Verizon Filters Ports 80 and 25

August 11, 2008 at 3:52 PM

The gracious hosts of this server have recently upgraded to Verizon FiOS, which should have been a great boon to threebrothers.org; however, Verizon filters ports 80 and 25. This is why, dear reader, I have reconfigured my blog to live on port 8080. Apparently, these ports are only used for "business purposes", and businesses need to pay more. While I now have more bandwidth, I am also greatly impaired in my ability to use it.
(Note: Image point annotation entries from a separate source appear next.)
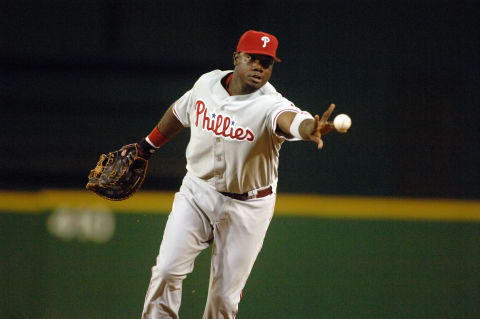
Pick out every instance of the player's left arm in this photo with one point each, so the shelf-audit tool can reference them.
(309, 129)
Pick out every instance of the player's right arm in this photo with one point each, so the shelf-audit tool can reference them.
(308, 129)
(167, 128)
(169, 125)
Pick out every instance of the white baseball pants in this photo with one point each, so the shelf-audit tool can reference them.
(199, 215)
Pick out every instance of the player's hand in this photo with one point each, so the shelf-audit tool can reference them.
(322, 126)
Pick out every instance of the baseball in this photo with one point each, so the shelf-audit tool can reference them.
(342, 122)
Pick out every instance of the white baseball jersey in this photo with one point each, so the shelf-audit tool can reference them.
(233, 144)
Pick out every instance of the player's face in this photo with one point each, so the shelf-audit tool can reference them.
(254, 70)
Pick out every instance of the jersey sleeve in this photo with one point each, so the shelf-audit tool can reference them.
(283, 105)
(181, 108)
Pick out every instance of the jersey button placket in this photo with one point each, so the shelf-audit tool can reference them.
(219, 164)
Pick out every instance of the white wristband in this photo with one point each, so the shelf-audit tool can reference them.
(297, 120)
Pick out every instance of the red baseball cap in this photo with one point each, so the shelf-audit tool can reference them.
(258, 42)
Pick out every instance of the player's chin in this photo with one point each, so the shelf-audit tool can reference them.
(255, 84)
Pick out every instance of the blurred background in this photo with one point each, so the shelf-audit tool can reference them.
(79, 78)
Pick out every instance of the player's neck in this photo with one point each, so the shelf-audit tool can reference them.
(236, 87)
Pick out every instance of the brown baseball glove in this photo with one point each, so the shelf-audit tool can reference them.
(118, 175)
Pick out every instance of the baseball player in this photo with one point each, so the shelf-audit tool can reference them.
(237, 123)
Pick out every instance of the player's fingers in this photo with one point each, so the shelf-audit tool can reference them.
(327, 113)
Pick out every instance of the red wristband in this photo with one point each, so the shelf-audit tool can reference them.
(156, 138)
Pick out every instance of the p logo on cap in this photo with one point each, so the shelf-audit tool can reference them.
(257, 42)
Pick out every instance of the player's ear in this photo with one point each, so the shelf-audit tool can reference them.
(235, 58)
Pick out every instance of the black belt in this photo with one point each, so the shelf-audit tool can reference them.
(245, 196)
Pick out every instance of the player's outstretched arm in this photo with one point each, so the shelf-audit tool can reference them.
(167, 128)
(309, 129)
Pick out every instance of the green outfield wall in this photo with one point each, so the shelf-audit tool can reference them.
(67, 254)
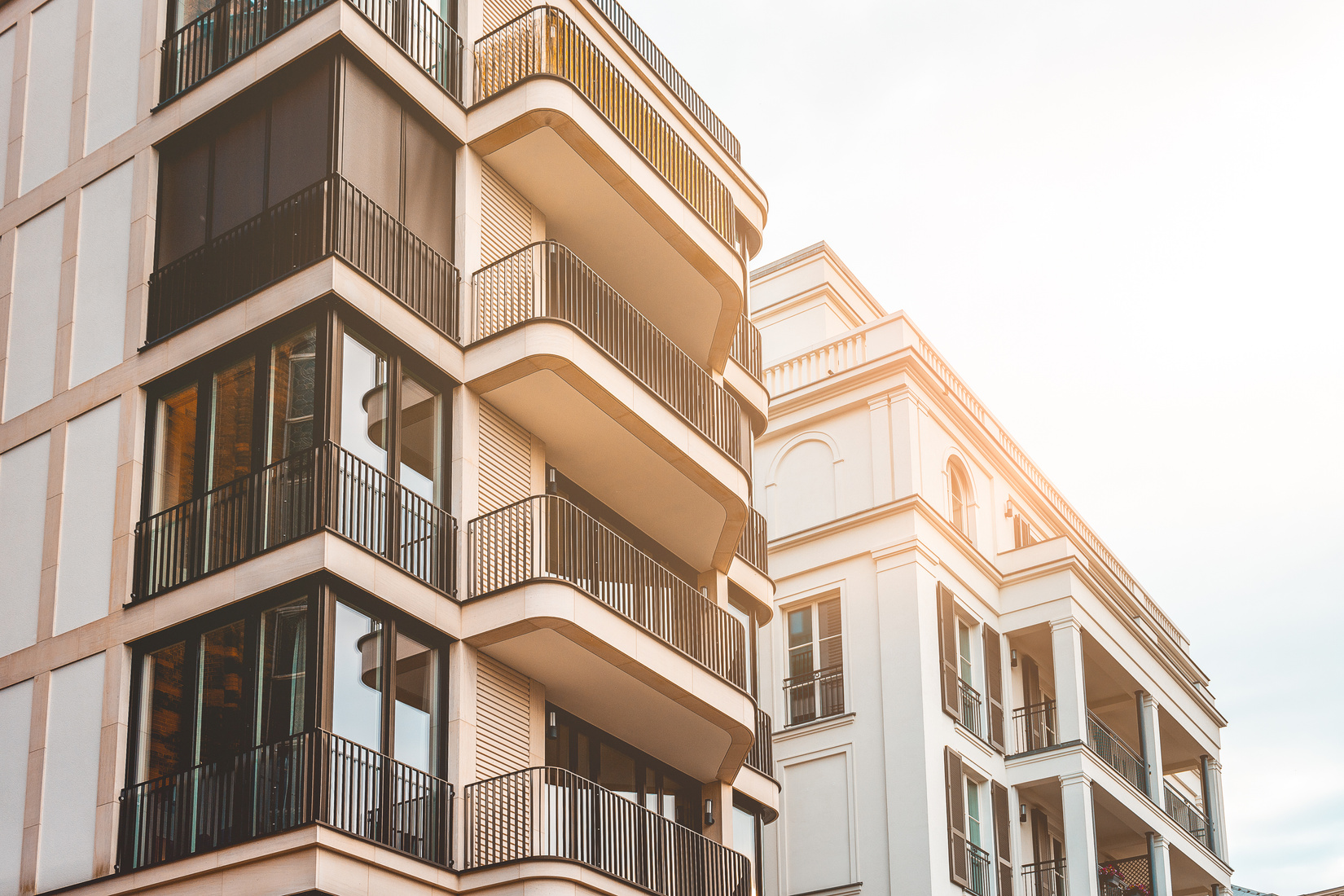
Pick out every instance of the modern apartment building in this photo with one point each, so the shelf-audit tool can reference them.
(971, 692)
(376, 455)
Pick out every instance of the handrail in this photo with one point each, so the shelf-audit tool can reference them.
(552, 813)
(546, 538)
(549, 281)
(1046, 877)
(310, 777)
(328, 217)
(320, 488)
(971, 703)
(746, 347)
(815, 695)
(753, 546)
(1186, 815)
(234, 29)
(546, 42)
(643, 45)
(762, 749)
(1116, 753)
(1034, 726)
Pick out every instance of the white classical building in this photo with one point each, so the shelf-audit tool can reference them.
(971, 692)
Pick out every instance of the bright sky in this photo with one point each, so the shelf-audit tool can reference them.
(1122, 222)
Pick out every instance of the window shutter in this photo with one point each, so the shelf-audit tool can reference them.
(995, 688)
(948, 653)
(955, 817)
(999, 797)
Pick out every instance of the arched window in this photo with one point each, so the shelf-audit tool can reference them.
(959, 496)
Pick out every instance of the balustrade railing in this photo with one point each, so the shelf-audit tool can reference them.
(1044, 879)
(746, 347)
(547, 538)
(979, 871)
(762, 750)
(328, 217)
(753, 544)
(643, 45)
(971, 714)
(549, 281)
(818, 364)
(1035, 727)
(1116, 753)
(320, 488)
(1186, 815)
(815, 695)
(552, 813)
(546, 42)
(235, 27)
(312, 777)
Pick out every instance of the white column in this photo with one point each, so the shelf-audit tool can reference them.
(1070, 692)
(1079, 834)
(1152, 744)
(1162, 859)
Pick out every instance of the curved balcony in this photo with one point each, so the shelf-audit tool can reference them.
(614, 635)
(330, 217)
(546, 42)
(549, 281)
(550, 813)
(323, 488)
(234, 29)
(621, 407)
(310, 778)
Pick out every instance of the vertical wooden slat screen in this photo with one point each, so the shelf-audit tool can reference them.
(995, 688)
(503, 704)
(1003, 850)
(948, 653)
(957, 864)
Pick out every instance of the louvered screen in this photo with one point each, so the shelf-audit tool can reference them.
(502, 719)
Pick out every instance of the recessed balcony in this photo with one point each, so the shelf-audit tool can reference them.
(324, 488)
(310, 778)
(620, 406)
(614, 180)
(331, 217)
(614, 635)
(234, 29)
(554, 815)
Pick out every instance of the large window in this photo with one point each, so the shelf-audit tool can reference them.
(591, 753)
(815, 687)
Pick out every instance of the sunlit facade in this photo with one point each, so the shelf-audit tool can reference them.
(376, 455)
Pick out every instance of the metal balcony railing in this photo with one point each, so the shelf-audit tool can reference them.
(1186, 815)
(234, 29)
(1116, 753)
(1044, 879)
(815, 695)
(971, 716)
(320, 488)
(1035, 727)
(547, 538)
(746, 347)
(546, 42)
(752, 546)
(762, 750)
(328, 217)
(979, 871)
(552, 813)
(671, 77)
(312, 777)
(549, 281)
This further polarizes my beliefs about business rules and technology, which can be summarized as, "don't interfere, you incompetent nincompoops!" I could spend an inordinate amount of time and energy dissecting the various facets of idiocy I have uncovered attempting to obtain an ISP at my new apartment. To peel back the layers of tampering, throttling, and filtering from this proverbial onion would make even the most stalwart vegetable cutter cry. I read through the fine, disingenuous print of each company's TOS, and each time it is like turning on the shower and receiving a cascade of putrescent sewage. Each one of these companies is a moldering, pus-filled lesion on the face of the internet.

So, please: clean up your acts. Bandwidth should not be accompanied by throttles, filters, or intermittent magical interference. If I have a service plan advertised at a speed of 3.0 megabits per second, I expect:

  1. That this speed is consistent — it doesn't change unless there is a problem with the service, and problems ought not to be expected.
  2. The bandwidth I purchase can be used across the entirety of the OSI model. This means no monkeying with anything — very similar to the consistency requirement from point 1.
  3. Since there are 2,592,000 seconds in a 30-day period, I expect to be able to download approximately 949.22 gigabytes of data in a 30-day period. Of course, the same "problems" disclaimer applies here — of course I don't expect 5 nines of uptime, or even 3.

Postscript:

I'm aware that Verizon is the only brand with which I am associating this vituperation, and I don't think that's entirely fair. Verizon's port filtering leans towards the innocuous end of the moldering, pus-filled lesion spectrum — it's a few orders of magnitude less despicable than some of the despicable things being done by ISPs. However, it happens to be the particular lesion that I am faced with looking at, and so I will not forgo associating their name with their actions.